Вышел казак в лохматой папахе с медной лядункой – полицейским знаком – на полушубке. В сумерках лицо его с усами, торчавшими из носа, казалось сшитым из рябой выростковой голенищи, когда-то смазанной деготьком, но уже изрядно облупившейся.

– Как бы переправиться? – спросил я.

Полицейский старательно всматривался в меня, чтобы определить, что за чин перед ним, сказал сиплым, простуженным тенорком:

– Никак нельзя, вашскобродь: волна.

– Какая же это волна?

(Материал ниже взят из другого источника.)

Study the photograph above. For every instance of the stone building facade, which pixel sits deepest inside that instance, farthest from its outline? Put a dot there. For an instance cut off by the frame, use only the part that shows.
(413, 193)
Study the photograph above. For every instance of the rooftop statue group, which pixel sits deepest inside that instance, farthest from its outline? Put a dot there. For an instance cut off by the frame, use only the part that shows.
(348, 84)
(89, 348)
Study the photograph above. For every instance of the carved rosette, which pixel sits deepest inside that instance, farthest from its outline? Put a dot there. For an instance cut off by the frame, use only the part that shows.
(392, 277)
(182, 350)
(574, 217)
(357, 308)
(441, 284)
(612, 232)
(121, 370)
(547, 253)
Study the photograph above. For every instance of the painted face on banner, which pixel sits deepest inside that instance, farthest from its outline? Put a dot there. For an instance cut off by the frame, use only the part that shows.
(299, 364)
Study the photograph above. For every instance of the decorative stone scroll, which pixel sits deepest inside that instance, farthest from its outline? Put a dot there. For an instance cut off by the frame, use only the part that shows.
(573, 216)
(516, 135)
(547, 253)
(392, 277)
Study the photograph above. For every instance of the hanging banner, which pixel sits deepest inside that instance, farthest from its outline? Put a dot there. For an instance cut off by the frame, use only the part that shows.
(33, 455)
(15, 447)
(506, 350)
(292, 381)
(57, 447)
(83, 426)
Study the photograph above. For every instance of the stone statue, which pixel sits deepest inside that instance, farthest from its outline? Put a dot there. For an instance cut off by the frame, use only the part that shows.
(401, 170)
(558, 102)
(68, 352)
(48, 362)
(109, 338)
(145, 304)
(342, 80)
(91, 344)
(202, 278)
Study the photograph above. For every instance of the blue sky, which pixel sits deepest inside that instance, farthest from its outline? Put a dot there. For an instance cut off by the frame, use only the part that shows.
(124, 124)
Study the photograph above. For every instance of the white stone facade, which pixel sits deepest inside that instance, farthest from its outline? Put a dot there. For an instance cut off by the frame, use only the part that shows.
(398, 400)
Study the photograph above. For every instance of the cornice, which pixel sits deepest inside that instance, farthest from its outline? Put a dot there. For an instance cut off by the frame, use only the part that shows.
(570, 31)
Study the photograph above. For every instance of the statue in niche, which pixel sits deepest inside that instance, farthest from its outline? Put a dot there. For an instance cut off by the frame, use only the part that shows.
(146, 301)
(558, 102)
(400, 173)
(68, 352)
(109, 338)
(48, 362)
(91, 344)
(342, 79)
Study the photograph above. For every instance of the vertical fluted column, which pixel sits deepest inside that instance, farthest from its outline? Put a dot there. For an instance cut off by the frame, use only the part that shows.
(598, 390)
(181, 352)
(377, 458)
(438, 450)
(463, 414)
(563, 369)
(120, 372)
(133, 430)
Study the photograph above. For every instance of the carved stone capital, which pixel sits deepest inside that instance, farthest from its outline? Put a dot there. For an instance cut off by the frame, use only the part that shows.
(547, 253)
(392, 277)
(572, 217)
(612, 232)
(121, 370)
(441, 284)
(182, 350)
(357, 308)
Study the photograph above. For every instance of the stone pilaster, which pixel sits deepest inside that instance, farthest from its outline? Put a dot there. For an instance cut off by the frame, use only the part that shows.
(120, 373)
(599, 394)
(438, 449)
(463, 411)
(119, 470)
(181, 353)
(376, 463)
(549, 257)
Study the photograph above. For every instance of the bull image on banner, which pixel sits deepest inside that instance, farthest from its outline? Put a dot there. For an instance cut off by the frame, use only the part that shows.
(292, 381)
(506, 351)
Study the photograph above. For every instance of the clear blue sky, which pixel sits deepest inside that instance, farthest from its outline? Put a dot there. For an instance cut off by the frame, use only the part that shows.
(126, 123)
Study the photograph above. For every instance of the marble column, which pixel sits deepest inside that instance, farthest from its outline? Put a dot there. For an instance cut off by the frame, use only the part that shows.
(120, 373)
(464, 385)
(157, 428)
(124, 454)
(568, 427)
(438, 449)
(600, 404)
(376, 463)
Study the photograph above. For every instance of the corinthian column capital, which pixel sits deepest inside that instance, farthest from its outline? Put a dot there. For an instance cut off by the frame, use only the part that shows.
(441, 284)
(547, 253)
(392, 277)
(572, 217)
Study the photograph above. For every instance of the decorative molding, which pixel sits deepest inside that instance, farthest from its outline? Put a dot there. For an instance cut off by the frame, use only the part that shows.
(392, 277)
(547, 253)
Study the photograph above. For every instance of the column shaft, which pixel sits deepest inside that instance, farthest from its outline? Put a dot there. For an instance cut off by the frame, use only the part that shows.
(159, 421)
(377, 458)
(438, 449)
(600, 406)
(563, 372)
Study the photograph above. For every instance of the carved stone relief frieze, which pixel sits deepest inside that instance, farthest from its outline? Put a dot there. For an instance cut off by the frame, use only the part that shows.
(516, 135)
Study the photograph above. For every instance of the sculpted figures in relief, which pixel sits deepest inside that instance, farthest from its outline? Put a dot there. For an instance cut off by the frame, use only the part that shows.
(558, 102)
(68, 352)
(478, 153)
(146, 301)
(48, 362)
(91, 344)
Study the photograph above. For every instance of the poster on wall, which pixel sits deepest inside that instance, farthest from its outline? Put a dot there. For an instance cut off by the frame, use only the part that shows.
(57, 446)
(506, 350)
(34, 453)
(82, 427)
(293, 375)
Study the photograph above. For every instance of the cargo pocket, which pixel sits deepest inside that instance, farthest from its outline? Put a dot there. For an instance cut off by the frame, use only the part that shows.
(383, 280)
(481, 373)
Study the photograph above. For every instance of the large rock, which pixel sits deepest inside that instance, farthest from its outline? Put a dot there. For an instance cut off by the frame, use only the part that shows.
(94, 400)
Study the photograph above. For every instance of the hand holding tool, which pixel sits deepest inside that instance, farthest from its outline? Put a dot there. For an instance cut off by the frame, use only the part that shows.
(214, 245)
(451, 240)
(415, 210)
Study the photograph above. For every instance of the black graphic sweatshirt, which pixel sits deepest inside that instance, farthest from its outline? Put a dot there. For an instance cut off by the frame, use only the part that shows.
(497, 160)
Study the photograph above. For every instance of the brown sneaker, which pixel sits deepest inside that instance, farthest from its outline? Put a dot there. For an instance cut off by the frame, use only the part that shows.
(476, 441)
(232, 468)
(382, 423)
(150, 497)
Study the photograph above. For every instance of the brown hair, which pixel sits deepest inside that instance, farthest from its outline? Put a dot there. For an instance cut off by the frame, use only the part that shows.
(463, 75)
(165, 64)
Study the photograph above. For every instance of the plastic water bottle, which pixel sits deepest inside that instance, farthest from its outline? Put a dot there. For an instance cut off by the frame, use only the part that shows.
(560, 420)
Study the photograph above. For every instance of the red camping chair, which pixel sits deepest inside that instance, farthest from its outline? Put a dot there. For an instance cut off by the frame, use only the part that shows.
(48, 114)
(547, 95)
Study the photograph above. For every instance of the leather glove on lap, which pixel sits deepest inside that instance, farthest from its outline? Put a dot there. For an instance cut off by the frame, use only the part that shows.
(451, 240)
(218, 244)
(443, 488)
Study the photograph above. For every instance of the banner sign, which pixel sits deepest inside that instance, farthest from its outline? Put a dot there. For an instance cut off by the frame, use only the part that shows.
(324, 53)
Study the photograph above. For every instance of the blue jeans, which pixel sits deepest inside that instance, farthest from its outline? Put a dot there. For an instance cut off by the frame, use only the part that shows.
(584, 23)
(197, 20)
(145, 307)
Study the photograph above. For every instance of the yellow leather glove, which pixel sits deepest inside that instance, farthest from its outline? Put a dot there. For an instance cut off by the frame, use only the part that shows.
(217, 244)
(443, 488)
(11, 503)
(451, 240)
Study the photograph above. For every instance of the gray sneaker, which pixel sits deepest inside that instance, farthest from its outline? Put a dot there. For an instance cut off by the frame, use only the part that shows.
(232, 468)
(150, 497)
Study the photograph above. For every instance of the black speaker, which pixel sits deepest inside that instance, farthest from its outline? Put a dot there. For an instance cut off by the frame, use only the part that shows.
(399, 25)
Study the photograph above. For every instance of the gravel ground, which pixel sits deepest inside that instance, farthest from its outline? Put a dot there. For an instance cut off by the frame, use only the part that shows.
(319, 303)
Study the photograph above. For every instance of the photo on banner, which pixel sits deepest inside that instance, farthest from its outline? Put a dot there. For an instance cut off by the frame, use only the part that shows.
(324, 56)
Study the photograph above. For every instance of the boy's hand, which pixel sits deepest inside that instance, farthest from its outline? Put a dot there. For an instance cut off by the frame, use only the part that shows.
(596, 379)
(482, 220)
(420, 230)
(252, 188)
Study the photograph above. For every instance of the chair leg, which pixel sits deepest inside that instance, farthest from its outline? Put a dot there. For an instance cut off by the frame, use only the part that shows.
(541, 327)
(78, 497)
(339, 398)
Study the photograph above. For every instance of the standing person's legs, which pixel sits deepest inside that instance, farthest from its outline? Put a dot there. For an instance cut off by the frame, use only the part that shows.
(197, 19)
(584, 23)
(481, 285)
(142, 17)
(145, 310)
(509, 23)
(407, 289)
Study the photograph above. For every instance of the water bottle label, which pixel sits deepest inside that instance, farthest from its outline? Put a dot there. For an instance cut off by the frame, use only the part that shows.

Разве такие волны бывают? И вся-то ширина реки – саженей шестьдесят.

– Вашскобродь, дозвольте вам доложить, – полицейский склонил голову набок: – волна у нас не морская, сказать, но и посуда – не клейсера. Давеча днем березяне поехали, часа два бились: пристать нельзя – лед, версты на четыре снесло вниз...

– Как же быть?

– Потерпите до утра, вашскобродь, может, к утру ветер убьется...

Полицейский, видимо, был такой же фаталист, как и Зенка. Сторожка являлась для него альфой и омегой бытия, спешить некуда, не к кому, незачем.

– Бывало, так подует, подует, да и перестанет, – прибавил он философски-глубокомысленным тоном.

– Да ведь надо! – почти простонал я. – Ждут меня там... И времени в обрез, – на фронт спешу.

Я с тоской глядел на станицу – она расползлась по серым своим обрывистым шпилям. Гора Пахомовка уже тонула в сумерках и трепетной сетке метели... Мне хотелось упрекать в чем-то флегматичного казака, хотелось доказывать ему, что ведь это – настоящий город с десятками тысяч населения, культурный и административный центр обширного округа, тут около десятка средних учебных заведений, окружный суд, все уездные полицейские и фискальные учреждения, острог, наконец... Как же он живет, совершенно отрезанный от мира? И теперь-то особенно?..

– Ну, а экстренная надобность если? – сказал я казаку.

Он отвел слегка руки от пол полушубка, пожал виновато плечами.

– Вашескобродь, позвольте доложить: выше чуба, извините, не прянешь. Почта вот – пятый день – подъедет, сложит баулы на косе, постоит-постоит часа два и опять навалит – назад!.. Живем, словом сказать, как в атаковке: ни туда, ни оттоль... Иному человеку позарез надо: в арестном ли отсидеть, или в суд... Опоздаешь – за это не похвалят тоже. И ждет – ничего не попишешь. С неделю, бывает, на берегу сухари сушит, под яром...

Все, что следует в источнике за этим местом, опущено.